Anyhow, here's an example script that you can include further filtering in if you so desire.
Note: You will need to install the ThreadJob PowerShell module for this example, as noted in the comments at the top of the script.
Example
# This script leverages the FBI REST API described at:
# https://api.fbi.gov/docs#!/Wanted/get_wanted
# This script also relies on the ThreadJob module (for downloading files in parallel) being installed from the official PSGallery repository:
# Install-Module -Name ThreadJob -Scope AllUsers;
$SaveLocation = "D:\Data\Temp\Forum\fbi\";
# Do not set PageSize too high as this also relates to how many concurrent downloads will be kicked off.
$PageSize = 20;
$Page = 1;
$UriBase = "https://api.fbi.gov/@wanted";
$Category = "default";
while (0 -ne ($Response = Invoke-RestMethod -Method Get -URI "$UriBase`?poster_classification=$Category&pageSize=$PageSize&page=$Page" -ContentType "application/json" -UseBasicParsing -ErrorAction:Stop).total)
{
$Downloads = @();
$Job = 0;
try
{
foreach ($Url in ($Response.Items.Files | Where-Object { ($_.Name -eq "English") -and ($_.url.EndsWith(".pdf")) }).url)
{
$FileName = "$SaveLocation$(($Parts = $Url.Split("/"))[-3])_$($Parts[-2]).pdf";
$Downloads += Start-ThreadJob -Name "fbi$($Job.ToString('X3'))" -ScriptBlock {
Invoke-WebRequest -Uri $using:Url -OutFile $using:FileName -ErrorAction:Stop;
};
$Job++;
}
Wait-Job -Job $Downloads | Out-Null;
Receive-Job -Job $Downloads -ErrorAction:Continue | Out-Null;
Remove-Job -Job $Downloads -ErrorAction:SilentlyContinue -Force;
$Downloads.Dispose();
}
catch
{
throw;
}
finally
{
$Page++;
}
}
Edited: To remove the two-page limit I'd been using for testing (as there's nearly 1,000 records in the default category.)
Cheers,
Lain
- LainRobertsonSep 08, 2023Silver Contributor
The command for installing the ThreadJob module (which is a first-party Microsoft module) can be seen on line five of the script.

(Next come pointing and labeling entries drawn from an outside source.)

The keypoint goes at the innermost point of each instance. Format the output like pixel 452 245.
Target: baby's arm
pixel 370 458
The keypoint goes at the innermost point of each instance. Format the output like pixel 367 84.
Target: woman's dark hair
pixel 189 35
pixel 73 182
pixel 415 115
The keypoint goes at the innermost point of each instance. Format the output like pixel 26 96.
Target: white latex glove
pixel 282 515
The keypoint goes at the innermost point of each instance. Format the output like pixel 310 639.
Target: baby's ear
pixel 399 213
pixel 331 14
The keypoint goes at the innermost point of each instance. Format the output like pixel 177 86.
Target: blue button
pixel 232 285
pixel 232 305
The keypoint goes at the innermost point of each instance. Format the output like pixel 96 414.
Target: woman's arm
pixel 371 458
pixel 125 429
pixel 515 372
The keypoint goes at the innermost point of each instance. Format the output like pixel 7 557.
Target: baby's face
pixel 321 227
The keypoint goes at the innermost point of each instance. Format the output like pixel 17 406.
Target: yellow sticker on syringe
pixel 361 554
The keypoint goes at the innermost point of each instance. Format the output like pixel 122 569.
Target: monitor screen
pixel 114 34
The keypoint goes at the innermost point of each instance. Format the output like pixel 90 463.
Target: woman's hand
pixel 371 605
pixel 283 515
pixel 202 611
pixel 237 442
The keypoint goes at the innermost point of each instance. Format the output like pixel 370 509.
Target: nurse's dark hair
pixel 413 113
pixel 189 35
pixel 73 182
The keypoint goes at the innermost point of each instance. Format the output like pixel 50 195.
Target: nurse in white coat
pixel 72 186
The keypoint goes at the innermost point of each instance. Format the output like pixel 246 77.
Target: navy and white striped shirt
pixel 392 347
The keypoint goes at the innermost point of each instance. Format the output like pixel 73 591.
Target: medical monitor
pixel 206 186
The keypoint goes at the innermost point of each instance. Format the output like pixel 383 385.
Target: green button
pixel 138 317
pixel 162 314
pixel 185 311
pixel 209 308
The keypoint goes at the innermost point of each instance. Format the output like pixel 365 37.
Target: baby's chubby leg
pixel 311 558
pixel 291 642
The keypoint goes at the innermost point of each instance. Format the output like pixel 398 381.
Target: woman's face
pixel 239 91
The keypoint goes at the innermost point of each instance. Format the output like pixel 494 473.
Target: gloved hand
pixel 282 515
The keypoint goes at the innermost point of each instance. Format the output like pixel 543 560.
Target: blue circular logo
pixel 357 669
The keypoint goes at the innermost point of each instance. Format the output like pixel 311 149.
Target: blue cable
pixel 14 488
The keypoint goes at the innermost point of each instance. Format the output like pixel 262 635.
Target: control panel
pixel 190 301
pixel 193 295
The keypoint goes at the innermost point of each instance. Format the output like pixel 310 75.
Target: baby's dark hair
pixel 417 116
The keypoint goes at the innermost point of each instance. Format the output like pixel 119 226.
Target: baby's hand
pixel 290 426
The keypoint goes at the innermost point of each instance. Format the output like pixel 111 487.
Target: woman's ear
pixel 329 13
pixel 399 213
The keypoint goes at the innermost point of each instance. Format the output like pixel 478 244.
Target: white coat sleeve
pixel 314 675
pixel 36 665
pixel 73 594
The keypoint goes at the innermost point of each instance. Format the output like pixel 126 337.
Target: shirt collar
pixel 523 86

I cannot help with Selenium at all as I do not work with it.
Cheers,
Lain
- YeuHarngSep 10, 2023Brass Contributorso for above u write the code can download all the file from the FBI link? because my job is want download all the pdf file from the link
- LainRobertsonSep 11, 2023Silver Contributor
The script downloads the English PDF (some people have PDFs attached in more than one language, such as Spanish) for each person in the FBI's "wanted" list.
Cheers,
Lain
- YeuHarngSep 08, 2023Brass ContributorHi, cna i ask how to import the Selenium, because i have many issue on Selenium module.